It was a tough introduction for the new Microsoft executive, explaining to some 12,000 channel partners the details of the vendor's hosted services plans. And yet Stephen Elop, who took over as president of the Microsoft Business Division six months ago, didn't sugarcoat the message.
"This really is a transformation," Elop said in a keynote speech at Microsoft's Worldwide Partner Conference last week in Houston. "This is hard."
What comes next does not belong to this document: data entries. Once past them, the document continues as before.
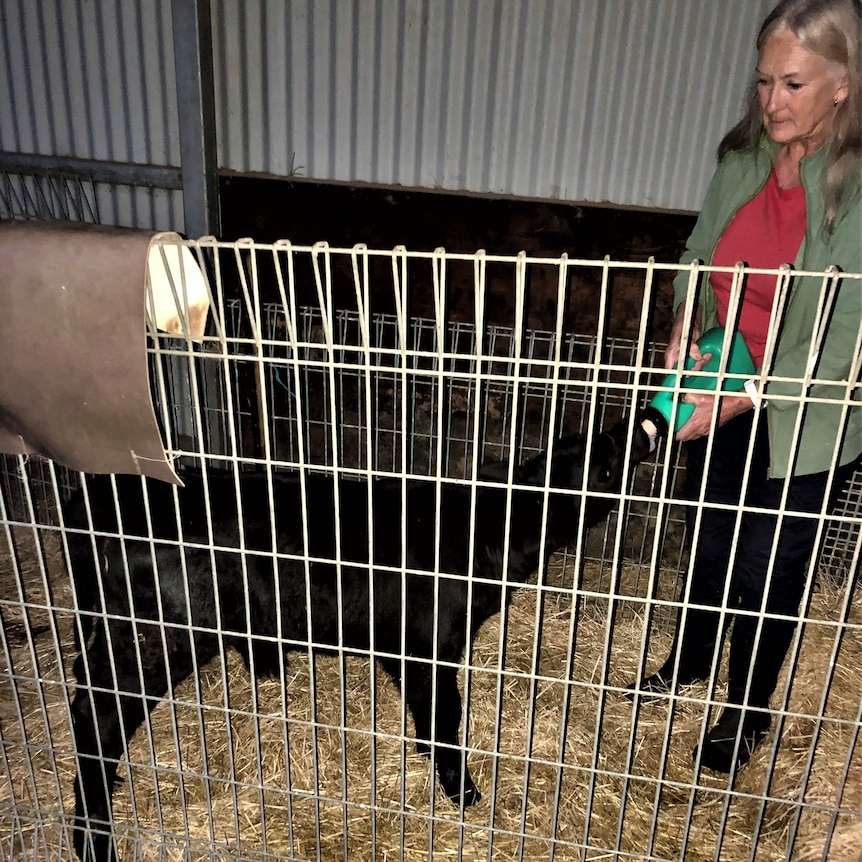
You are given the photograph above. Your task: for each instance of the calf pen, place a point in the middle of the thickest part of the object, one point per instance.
(372, 364)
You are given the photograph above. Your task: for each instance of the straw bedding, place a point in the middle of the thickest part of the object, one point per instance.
(235, 780)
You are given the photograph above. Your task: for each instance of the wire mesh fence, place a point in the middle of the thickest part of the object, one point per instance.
(357, 395)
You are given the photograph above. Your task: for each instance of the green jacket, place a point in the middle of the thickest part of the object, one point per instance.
(739, 177)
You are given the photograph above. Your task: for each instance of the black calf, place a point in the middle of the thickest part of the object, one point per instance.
(181, 599)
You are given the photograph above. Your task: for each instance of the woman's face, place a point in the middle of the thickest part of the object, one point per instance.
(797, 91)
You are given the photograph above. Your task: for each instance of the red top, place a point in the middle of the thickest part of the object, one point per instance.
(764, 233)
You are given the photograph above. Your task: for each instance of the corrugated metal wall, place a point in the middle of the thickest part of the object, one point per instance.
(594, 100)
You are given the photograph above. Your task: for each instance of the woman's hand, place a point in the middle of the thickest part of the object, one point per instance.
(700, 421)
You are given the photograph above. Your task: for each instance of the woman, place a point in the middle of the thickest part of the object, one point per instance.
(787, 190)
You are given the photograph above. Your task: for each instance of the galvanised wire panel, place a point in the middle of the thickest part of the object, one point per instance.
(298, 381)
(55, 196)
(593, 101)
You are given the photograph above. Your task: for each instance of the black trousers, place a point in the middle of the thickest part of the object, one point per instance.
(713, 564)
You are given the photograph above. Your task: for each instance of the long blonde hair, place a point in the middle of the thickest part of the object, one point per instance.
(832, 29)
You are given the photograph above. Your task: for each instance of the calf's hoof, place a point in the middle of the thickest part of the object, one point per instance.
(94, 845)
(720, 751)
(452, 781)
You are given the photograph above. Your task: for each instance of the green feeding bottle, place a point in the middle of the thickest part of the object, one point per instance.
(738, 362)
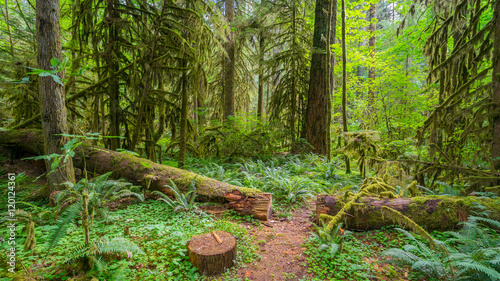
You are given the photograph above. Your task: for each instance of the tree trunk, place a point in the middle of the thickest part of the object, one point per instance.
(495, 144)
(212, 253)
(371, 44)
(52, 98)
(315, 129)
(431, 212)
(150, 175)
(229, 64)
(260, 98)
(182, 133)
(113, 84)
(344, 86)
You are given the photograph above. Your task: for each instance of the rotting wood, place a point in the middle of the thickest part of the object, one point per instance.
(209, 256)
(431, 212)
(150, 175)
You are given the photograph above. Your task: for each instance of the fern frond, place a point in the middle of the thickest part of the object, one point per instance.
(118, 245)
(62, 225)
(405, 257)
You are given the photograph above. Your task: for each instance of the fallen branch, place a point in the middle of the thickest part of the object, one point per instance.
(150, 175)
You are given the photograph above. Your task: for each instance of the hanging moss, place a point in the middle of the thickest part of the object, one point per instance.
(30, 243)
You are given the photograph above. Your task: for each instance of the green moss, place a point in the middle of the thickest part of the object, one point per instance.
(249, 191)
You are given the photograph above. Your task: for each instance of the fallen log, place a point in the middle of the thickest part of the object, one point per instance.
(431, 212)
(148, 174)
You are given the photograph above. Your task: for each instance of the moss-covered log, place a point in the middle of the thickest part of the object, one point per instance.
(150, 175)
(431, 212)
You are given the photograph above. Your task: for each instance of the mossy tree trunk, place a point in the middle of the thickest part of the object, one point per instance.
(150, 175)
(495, 147)
(315, 129)
(431, 212)
(229, 62)
(344, 86)
(113, 67)
(52, 97)
(260, 98)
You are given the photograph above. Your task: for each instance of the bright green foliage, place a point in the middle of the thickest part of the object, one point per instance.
(183, 201)
(100, 191)
(471, 254)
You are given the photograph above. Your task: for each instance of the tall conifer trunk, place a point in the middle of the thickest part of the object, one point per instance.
(495, 147)
(260, 99)
(229, 65)
(315, 129)
(344, 85)
(52, 98)
(371, 44)
(113, 84)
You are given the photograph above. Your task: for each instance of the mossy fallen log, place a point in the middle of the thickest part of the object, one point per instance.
(431, 212)
(150, 175)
Some solution providers have been skeptical of what Microsoft calls its Software Plus Services initiative, worried that the company's Online portfolio of hosted software—including SharePoint and Exchange—could hurt business and give Microsoft more direct ownership of customer relationships.
Elop acknowledged the debate over software as a service has created "tension" in the Microsoft market. But he also said there is no ignoring customer demands for more choices for deploying Microsoft applications and reducing complexity. "Every one of us has to embrace the fact that a lot has changed and will continue to change," he said. "As a partner of Microsoft, your business must change as well. We need you to be successful with online services in order for us to be successful."
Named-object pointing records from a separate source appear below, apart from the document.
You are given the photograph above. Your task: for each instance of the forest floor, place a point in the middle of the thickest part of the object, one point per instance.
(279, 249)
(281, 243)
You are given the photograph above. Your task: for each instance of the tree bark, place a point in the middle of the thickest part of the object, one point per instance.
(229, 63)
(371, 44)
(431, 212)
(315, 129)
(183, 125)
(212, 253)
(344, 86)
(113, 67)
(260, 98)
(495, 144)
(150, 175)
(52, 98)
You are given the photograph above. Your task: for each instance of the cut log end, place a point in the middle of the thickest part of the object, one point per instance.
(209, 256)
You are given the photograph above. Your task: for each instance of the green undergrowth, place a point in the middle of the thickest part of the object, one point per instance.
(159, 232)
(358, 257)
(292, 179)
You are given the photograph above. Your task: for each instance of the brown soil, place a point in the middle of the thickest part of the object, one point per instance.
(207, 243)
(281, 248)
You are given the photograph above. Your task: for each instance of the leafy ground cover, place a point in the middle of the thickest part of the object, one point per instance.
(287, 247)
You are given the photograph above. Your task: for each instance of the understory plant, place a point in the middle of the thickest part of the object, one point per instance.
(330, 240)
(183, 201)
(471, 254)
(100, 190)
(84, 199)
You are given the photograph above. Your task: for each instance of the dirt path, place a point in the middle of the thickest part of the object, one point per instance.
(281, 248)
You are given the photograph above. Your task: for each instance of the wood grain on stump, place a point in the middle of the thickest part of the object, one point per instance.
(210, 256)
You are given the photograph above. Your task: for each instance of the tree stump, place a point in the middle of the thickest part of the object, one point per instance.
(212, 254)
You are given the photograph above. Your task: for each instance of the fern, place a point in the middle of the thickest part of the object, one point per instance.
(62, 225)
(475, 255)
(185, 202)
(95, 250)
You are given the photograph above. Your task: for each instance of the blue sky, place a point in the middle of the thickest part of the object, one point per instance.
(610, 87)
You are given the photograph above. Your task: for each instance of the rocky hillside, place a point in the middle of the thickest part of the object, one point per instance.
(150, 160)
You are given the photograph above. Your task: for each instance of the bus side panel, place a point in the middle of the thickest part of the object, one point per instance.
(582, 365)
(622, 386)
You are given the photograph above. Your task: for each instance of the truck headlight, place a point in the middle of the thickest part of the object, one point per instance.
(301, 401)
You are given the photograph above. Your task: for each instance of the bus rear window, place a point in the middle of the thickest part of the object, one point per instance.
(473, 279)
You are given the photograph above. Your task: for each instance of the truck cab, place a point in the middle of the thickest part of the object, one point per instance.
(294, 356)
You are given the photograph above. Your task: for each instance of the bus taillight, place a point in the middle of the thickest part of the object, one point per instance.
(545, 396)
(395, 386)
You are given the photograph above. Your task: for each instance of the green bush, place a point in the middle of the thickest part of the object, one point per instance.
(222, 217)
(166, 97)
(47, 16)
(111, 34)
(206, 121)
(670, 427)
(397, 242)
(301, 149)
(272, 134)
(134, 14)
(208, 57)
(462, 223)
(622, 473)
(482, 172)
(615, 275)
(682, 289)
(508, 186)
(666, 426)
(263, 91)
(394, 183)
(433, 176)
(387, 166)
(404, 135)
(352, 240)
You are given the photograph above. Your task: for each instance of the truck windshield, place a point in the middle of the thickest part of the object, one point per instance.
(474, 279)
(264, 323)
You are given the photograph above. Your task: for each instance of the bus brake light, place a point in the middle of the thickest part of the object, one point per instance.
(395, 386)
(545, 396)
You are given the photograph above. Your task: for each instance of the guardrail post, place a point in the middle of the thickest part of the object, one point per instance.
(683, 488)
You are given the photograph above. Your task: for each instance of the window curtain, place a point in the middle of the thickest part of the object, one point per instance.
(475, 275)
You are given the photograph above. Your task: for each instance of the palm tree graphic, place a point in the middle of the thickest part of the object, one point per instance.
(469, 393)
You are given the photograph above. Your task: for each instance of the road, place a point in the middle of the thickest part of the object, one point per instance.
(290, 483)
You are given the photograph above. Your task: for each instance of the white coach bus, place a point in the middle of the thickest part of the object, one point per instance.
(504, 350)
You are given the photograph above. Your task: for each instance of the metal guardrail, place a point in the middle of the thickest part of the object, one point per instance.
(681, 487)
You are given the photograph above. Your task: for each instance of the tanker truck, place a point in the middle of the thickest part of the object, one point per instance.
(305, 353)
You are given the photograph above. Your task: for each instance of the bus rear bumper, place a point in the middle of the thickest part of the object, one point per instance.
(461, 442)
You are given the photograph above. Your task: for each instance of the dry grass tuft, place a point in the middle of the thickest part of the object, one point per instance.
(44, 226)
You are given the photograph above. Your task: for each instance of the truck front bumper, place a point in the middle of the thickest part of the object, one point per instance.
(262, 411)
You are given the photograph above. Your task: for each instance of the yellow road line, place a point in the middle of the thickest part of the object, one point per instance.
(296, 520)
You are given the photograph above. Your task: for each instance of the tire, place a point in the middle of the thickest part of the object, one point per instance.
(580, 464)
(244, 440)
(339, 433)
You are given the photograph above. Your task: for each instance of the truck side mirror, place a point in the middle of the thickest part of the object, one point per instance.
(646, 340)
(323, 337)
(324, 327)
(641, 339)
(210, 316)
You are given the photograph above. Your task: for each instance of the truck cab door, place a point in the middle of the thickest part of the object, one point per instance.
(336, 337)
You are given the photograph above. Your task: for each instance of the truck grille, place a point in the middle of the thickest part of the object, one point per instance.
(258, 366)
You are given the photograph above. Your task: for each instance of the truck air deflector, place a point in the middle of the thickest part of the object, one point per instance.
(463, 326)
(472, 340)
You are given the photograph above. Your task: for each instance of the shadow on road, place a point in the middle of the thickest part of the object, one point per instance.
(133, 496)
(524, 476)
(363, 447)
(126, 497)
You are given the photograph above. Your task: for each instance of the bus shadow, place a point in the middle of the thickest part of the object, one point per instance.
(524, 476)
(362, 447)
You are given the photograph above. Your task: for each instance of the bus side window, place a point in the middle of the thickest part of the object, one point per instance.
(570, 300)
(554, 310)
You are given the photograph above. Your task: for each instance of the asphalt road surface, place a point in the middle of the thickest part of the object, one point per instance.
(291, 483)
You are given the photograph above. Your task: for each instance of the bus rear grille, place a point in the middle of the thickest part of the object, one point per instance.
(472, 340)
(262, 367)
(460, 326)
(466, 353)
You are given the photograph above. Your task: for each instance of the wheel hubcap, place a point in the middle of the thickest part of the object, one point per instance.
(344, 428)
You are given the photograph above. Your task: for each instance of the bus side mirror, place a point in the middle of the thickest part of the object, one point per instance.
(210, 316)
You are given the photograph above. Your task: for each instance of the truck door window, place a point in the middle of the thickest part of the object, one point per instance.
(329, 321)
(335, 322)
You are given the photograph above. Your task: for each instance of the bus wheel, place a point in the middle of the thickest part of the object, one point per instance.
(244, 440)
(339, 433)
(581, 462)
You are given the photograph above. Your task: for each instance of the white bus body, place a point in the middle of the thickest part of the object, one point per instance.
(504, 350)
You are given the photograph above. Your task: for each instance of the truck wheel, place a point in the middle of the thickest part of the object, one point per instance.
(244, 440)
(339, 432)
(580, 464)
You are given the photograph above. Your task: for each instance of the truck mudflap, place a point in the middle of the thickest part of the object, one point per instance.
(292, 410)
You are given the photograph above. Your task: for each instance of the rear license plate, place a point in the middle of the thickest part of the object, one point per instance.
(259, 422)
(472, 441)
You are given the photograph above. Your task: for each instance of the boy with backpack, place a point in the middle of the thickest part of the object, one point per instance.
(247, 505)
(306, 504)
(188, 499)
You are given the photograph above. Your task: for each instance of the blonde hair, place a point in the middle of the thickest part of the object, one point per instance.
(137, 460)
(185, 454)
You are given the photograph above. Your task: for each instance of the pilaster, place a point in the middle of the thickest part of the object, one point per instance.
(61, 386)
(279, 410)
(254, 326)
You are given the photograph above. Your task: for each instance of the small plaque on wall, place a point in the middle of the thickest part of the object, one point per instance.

Elop joined Microsoft in January, taking over from the retiring Jeff Raikes. He has held executive positions with Macromedia Inc., Adobe Systems Inc. and, briefly, before accepting the Microsoft post, was chief operating officer for network equipment maker Juniper Networks.
Elop may not have completely convinced channel partners that Microsoft's software-as-a-service approach is the best—applause after his pitch was tepid—but his straight talk was a marked departure from the chipper marketing-speak that infects some Microsoft keynote speeches. At one point he admitted that before joining Microsoft he thought the vendor's Software Plus Services efforts "sounded a bit like a rationalization, even a bit cheesy."
The executive's honesty extended to his own self-description as he introduced himself to channel partners. "I have led a remarkably stable, predictable, well-managed, carefully controlled life," he said. He has one wife, five children, and through his life has had "only three hair styles—and this will be my last."
But Elop said his well-ordered life changed when he received a call from Microsoft CEO Steve Ballmer inviting him to visit the company's Redmond, Wash., headquarters to discuss the Business Division post. In recounting the call, he did a fair imitation of Ballmer's rapid-fire, hyper-enthusiastic style. The call was followed by a three-hour interview with Bill Gates that Elop admitted was "intimidating," but notable for Gates' candid assessment of the company and what it had done right and could have done better.
Elop said his view of Microsoft had been influenced by his time in Silicon Valley "where you're pretty well trained from birth" to believe that Microsoft doesn't innovate. But he said his time spent at the company has convinced him otherwise, even in such unfamiliar territory as SaaS. "As it has in the past, Microsoft will lead in these disruptive times," he said.